Long Life and Good Health!

As I lay in my darkened room I came to an important conclusion. In the US, medicine is a commercial enterprise and in the UK it's a social enterprise. But in Africa medicine is hugely dependent on aid enterprise.

It's not often in life you are left alone in a darkened room for the best part of two weeks. But in late April that's exactly what happened to me after my travels in Africa resulted in a nasty virus. I ended up in isolation at the Royal United Hospital in Bath. I was very ill for a while but the nursing throughout was superb. When the day came to leave, the goodbyes were genuine and heartfelt.

Unlike earlier hospital experiences while working in the USA, I walked out of the hospital - no wheelchair. No paperwork or bills either, just a sense that the medical team were pleased to have cared for me successfully - a job well done.

But the experience reminded me, as if I needed reminding, just how important the work of Send a Cow is and how very different this experience would have been if I was a poor farmer living in rural Africa, a long walk from a medical centre, let alone a well-equipped hospital.

I recalled the main hospital in Bujumbura, Burundi that I had seen just a few weeks before. It was once a magnificent Belgian built complex but now it's very run down. The staff are dedicated and caring; working incredibly hard to do the best for their patients despite the circumstances.

But being a hospital patient in Africa means more than having to take time out from your daily life. It can mean ruin for a family if a vital earner of the family's food is hospitalised for weeks on end. And there is the added expense of getting the patient to hospital in the first place and then catering for their needs. Hospital resources are often so scant the family have to provide meals for their loved ones and the bedding too. That means another potential earner is routinely camped out at their bed side so more income is lost.
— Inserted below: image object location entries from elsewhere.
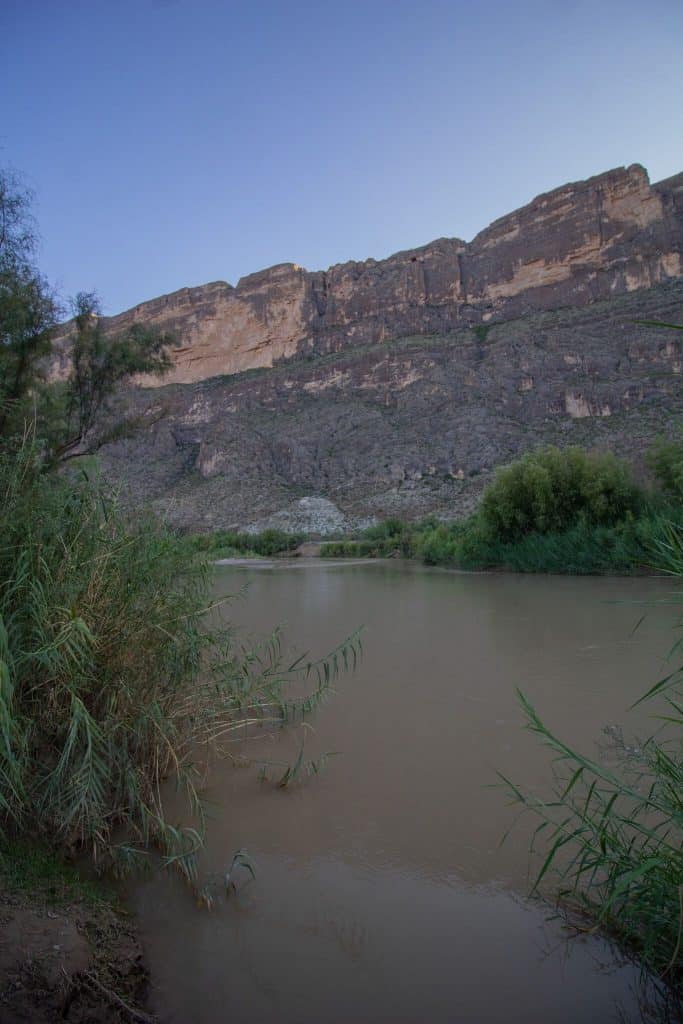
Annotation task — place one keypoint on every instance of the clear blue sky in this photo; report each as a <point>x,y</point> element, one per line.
<point>173,142</point>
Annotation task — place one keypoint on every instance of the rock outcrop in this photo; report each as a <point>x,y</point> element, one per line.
<point>577,245</point>
<point>404,427</point>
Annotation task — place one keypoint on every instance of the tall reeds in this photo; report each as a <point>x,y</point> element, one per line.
<point>110,677</point>
<point>612,838</point>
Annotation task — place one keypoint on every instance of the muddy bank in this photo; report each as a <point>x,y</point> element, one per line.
<point>68,950</point>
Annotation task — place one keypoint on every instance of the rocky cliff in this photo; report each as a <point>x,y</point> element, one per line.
<point>323,400</point>
<point>577,245</point>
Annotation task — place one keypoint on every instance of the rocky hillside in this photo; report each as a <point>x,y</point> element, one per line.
<point>321,400</point>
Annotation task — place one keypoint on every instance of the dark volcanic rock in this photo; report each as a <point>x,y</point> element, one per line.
<point>411,426</point>
<point>583,243</point>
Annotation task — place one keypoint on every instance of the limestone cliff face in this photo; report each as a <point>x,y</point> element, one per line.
<point>577,245</point>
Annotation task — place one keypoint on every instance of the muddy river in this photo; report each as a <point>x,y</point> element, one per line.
<point>383,891</point>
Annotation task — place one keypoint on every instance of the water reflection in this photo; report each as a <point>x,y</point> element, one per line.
<point>383,892</point>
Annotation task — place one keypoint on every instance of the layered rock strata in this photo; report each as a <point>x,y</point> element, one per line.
<point>407,427</point>
<point>582,243</point>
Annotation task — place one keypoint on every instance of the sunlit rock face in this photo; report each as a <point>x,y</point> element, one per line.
<point>577,245</point>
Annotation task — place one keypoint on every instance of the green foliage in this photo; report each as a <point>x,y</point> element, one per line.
<point>551,489</point>
<point>601,521</point>
<point>613,838</point>
<point>226,544</point>
<point>33,869</point>
<point>666,462</point>
<point>110,679</point>
<point>28,308</point>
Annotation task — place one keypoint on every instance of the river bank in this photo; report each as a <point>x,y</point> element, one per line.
<point>68,948</point>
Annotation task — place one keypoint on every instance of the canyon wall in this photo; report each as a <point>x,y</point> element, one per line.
<point>582,243</point>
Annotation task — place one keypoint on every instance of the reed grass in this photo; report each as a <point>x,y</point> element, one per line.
<point>110,678</point>
<point>612,839</point>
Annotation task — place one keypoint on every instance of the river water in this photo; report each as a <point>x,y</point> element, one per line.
<point>383,892</point>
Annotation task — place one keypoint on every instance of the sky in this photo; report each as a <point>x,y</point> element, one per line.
<point>173,142</point>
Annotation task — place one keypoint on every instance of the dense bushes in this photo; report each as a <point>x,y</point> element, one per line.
<point>225,544</point>
<point>110,678</point>
<point>613,836</point>
<point>551,511</point>
<point>552,489</point>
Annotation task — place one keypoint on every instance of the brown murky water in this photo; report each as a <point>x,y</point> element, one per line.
<point>383,893</point>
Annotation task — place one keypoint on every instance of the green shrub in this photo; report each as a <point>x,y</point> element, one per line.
<point>110,679</point>
<point>551,489</point>
<point>613,837</point>
<point>666,462</point>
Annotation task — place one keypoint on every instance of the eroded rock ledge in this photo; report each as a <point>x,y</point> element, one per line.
<point>577,245</point>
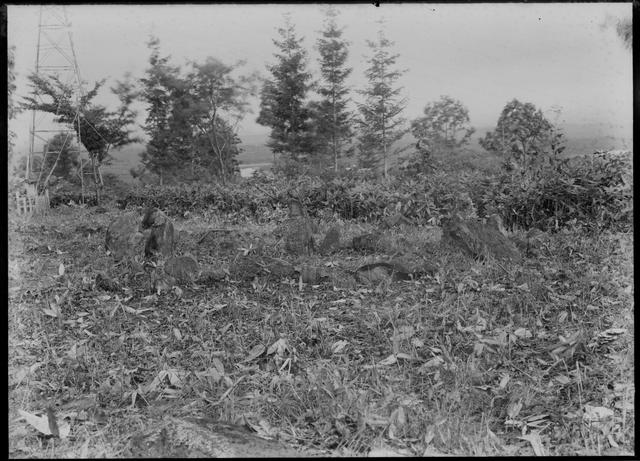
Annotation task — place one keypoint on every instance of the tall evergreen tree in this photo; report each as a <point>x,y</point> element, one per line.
<point>160,87</point>
<point>333,120</point>
<point>97,128</point>
<point>381,124</point>
<point>282,104</point>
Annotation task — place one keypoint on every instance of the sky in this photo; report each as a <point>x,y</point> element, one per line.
<point>556,56</point>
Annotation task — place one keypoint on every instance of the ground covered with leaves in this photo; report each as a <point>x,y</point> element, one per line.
<point>478,358</point>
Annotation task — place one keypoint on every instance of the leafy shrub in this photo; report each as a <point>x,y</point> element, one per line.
<point>593,191</point>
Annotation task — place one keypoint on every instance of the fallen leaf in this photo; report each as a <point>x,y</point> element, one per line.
<point>536,443</point>
<point>388,361</point>
<point>255,352</point>
<point>338,346</point>
<point>595,414</point>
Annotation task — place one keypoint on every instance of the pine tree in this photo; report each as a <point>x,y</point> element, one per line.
<point>332,119</point>
<point>159,89</point>
<point>381,124</point>
<point>282,104</point>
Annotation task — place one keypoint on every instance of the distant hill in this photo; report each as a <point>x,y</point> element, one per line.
<point>124,159</point>
<point>581,139</point>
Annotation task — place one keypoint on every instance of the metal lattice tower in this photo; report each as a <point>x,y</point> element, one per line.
<point>55,56</point>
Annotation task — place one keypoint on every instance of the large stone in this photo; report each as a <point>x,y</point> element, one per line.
<point>123,238</point>
<point>479,240</point>
<point>221,242</point>
<point>397,219</point>
<point>313,274</point>
<point>297,231</point>
<point>182,268</point>
<point>161,238</point>
<point>278,268</point>
<point>367,243</point>
<point>331,241</point>
<point>202,438</point>
<point>245,267</point>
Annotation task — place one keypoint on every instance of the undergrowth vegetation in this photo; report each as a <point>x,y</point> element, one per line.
<point>482,358</point>
<point>594,192</point>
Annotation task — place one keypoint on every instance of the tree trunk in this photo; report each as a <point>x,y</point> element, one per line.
<point>96,177</point>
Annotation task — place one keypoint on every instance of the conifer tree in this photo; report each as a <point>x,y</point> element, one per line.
<point>380,123</point>
<point>282,105</point>
<point>332,119</point>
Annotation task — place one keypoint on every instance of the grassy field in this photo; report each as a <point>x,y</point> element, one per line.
<point>477,359</point>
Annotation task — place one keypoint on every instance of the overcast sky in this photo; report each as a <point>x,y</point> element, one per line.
<point>553,55</point>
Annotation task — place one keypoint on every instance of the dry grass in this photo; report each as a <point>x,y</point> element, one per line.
<point>480,359</point>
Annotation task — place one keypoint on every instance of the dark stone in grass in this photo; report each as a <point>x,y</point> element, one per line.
<point>297,230</point>
<point>202,438</point>
<point>278,267</point>
<point>245,267</point>
<point>212,274</point>
<point>182,268</point>
<point>479,240</point>
<point>331,242</point>
<point>161,238</point>
<point>106,283</point>
<point>366,243</point>
<point>313,274</point>
<point>123,238</point>
<point>397,219</point>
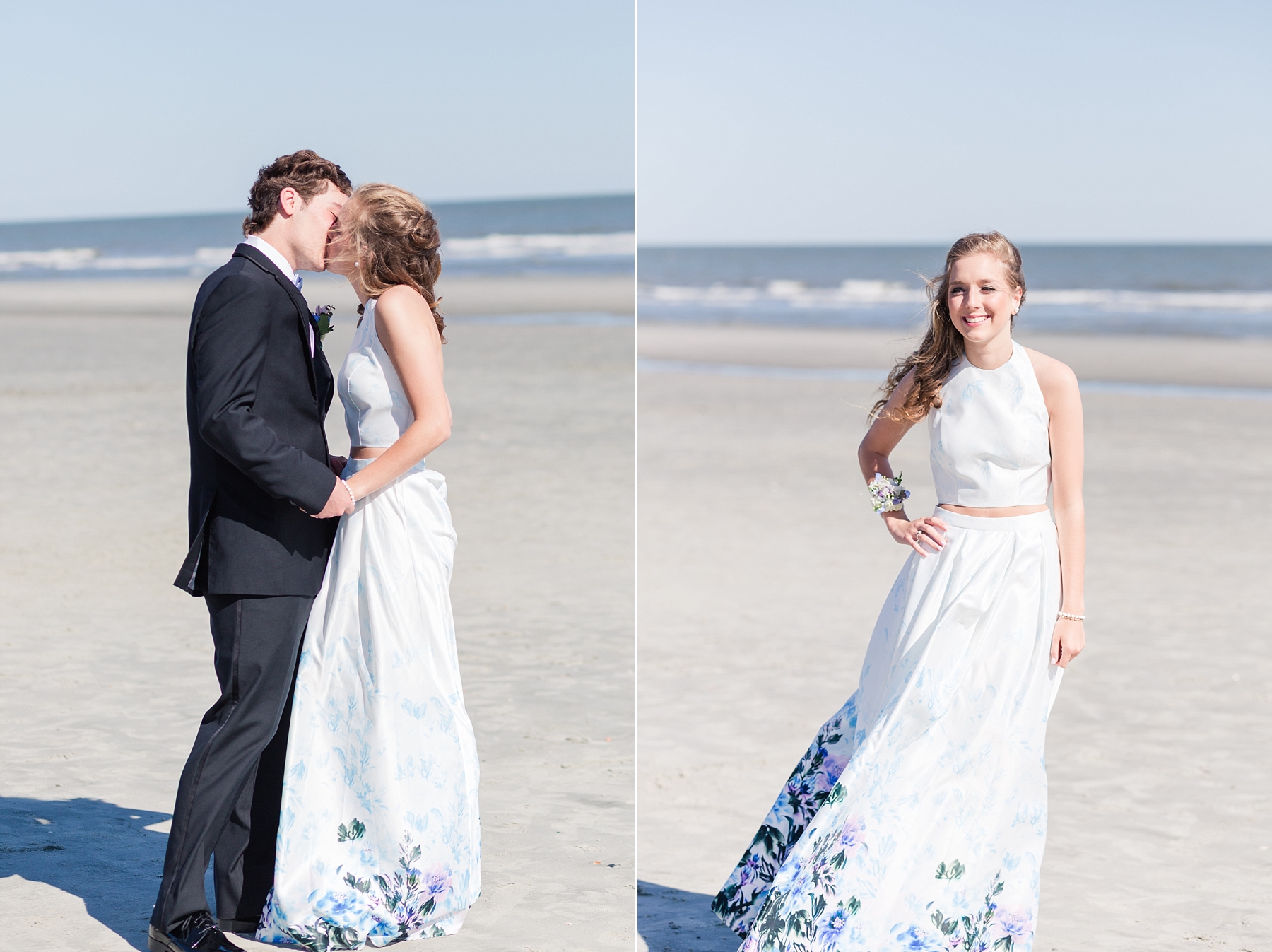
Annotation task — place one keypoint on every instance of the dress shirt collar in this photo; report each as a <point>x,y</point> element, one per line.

So being seriously ill in Africa is something that needs to be avoided and that's where programmes like those delivered by Send a Cow can help. In the first place it's very simple. Bodies need nourishment to fight disease. Helping the poorest grow their own food and eat properly means they are better equipped to stave off illnesses. Of course there are some sicknesses that simply cannot be avoided - we know HIV, TB, cancer, heart disease and malaria all take a terrible toll. There are also operations that need to be undertaken, disabling accidents or infections that need to be cured.

But a properly fuelled body can restore itself all the faster and it's something most of us with a nutritious and varied diet take for granted.

Another way to help Africa's poorest avoid extreme illness is to help them address their living conditions. Training families in hygiene is essential in reducing disease and infection. Ensuring access to safe water and latrines also reduces outbreaks of diarrhoea and vomiting. And fuel efficient stoves, rather than cooking by open fires, reduces the risk of serious respiratory illnesses like pneumonia which kill millions every year, as well as protecting the vulnerable from death and disability through accidental burns.

Then there is the housing. When poor families have the confidence and support to become self-sufficient and are eating twice a day, they start selling the surplus and developing small businesses. Soon they are building robust homes with tin roofs to protect them from the sun and the rain and furnishing them so they no longer have to eat and sleep on the earth floor. And with solar technology, they are no longer in the dark - illuminating their homes and buying radios to access the wider world.

In a very short time Send a Cow families start sending their children to school. And it's those children who go on to fulfil dreams - many of them wanting to lead professional lives helping others through careers like medicine.

I know from the World Health Organization's (WHO) African Regional Health Report 2014 that healthcare is improving right across Africa. WHO points out that investment in healthcare increases life expectancy and lowers infant mortality which means healthy, productive people who can help drive economic growth.

As I lay in my darkened room I came to an important conclusion. In the US, medicine is a commercial enterprise and in the UK it's a social enterprise. But in Africa medicine is hugely dependent on aid enterprise.

Now we don't build hospitals or train medical professionals but Send a Cow does help Africa's poorest feed themselves. By building healthy bodies we are helping them to secure the foundations of a thriving and self-sufficient Africa. Who can argue with that!